Bin zum studiern in Bremen und wollte demnächst mal mitm Trialfahren anfangen, fehlt nur nochn Rad und das schöne Wetter.
Nun die Frage ob es noch andere Anfänger in Bremen gibt, die noch jmd suchen um zusammen bisschen zu üben oder einfach so rumzufahrn...
Gruß *guru*


----------



## Jim Space (14. Januar 2011)

moin

in bremen gibt es ein paar trialer, ein mehr oder weniger gutes trialgelände gibt es am schlachthof, das ist aber noch nicht aufgebaut.

wegen rad kann ich dir auch nicht helfen.

meld dich mal für rad/rumfahren

bis denn

sebastian


----------



## MTB-News.de




----------



## *guru* (30. Januar 2011)

So n Rad hab ich nu, jetzt such ich noch jmd der mir das zeigt ^^
oder einfach so bisschem mit rumfährt
Gruß Yannick


----------



## Jim Space (31. Januar 2011)

moin

meld dich am besten mal per mail ([email protected])

bin öfters mal unterwegs, meistens innenstadt oder schlachthof

bis denn

sebastian


----------



## sensiminded (24. März 2012)

Moin...

ich grabe den Fred mal wieder aus. Wie schaut es denn aktuell mit den Trial in HB aus? Gibt es den Trialplatz noch? Ich werde wohl nun öfters mal in der Woche dort aufs Rad steigen wollen.

VG Alex


----------



## *guru* (25. März 2012)

Platz gibts noch. Mit dem fahrn versuch ich's auch noch .


----------



## sensiminded (25. März 2012)

Das heißt Du bist hartnäckig 

Hatte schon dem Sebastian geschrieben. Ich versuche in der zweiten Aprilwoche mein Bike mal mitzubringen. 
Das Gelände am Schlachthof, ist damit das Kulturzentrum gemeint? Was gibt es denn sonst noch, wo man gut fahren kann?

VG Alex


----------



## *guru* (1. April 2012)

Kulturzentrum ist richtig. Sonst Innenstadt oder an der Uni.
Gruß Yannick


----------



## sensiminded (2. Mai 2012)

Moin,
hab mein Rad mit und wollte heute oder morgen ne Runde trialen.

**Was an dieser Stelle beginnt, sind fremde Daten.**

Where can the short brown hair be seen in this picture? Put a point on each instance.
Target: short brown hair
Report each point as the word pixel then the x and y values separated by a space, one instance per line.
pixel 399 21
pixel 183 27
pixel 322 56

Falls wer Lust hat einfach ne PN mit Handynummer an mich.
VG Alex


----------



## Takashy (3. Mai 2012)

Moin jungs,
Bin seit ein paar tagen am suchen und bin nun hier gelandet..
Da ihr aus meiner umgebung kommt dacht ich mir meld ich mich fix an und frage euch was mir so auf der seele baumelt ;D

Also ich würd gern mit Trial biken anfang, 
nun stell ich mir die frage:
1. Wo bekomm ich Bremer umgebung ein bike?
2. Was werden da so für kosten auf mich zu kommen? (Habe leider nur wenig zu verfügung.. c.a 300 euro :/)
3. Und gibt es ein unterschied bei 20" reifen oder 26" reifen?? ich persöhnlich mag lieber die 20" 

Hoffe auf antwort


----------



## *guru* (3. Mai 2012)

Hi.
Guck mal im verkaufe thread. 
Ob 20 oder 26 ist eigtl egal.


----------



## MTB-News.de




----------



## Takashy (3. Mai 2012)

Hi, erstmal danke für die schnelle antwort.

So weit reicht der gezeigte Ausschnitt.